Ms Brown studied interior design and managed the $100,000 renovation of their first Gold Coast property while her pilot husband was away.
They had purchased the three-bedroom house on Bardon Ave for $870,000 in 2016.
It sold for $1.725m last September through Guy Powell, of Harcourts Coastal.
The Browns paid $1.0625m for an “unliveable shack” on a 405sq m block nearby in July 2021.
It was recently demolished, and the Browns and their two sons, Ollie, 5, and Darcy, 3, are renting in the suburb while their modern Hamptons-inspired home takes shape.
“After we had Darcy, we started to realise we needed more room, but we wanted to buy a new place before we sold in case we got locked out of the market,” Ms Brown said.

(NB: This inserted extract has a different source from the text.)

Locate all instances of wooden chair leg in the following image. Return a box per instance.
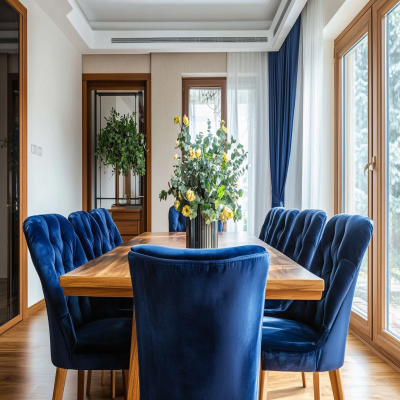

“I don’t think building a new home was ever even in our sights until this, and if we didn’t get the incredible price for Bardon Ave.”
Proptrack data shows house prices in Miami were up 24.8 per cent over the year to June to a median of $1.47m. But growth has slowed over the last quarter, with sales prices down 3.14 per cent.
Mr Powell said Miami was moving through a gentrification phase as more young families moved in to renovate or rebuild original shacks.
“I’ve lived in the suburb for 10 years and when I bought in, it was an older demographic and some young families, but that mix is shifting as we are seeing more young buyers coming in and either knocking down or renovating the original homes. The area now has a great youthful energy,” Mr Powell said.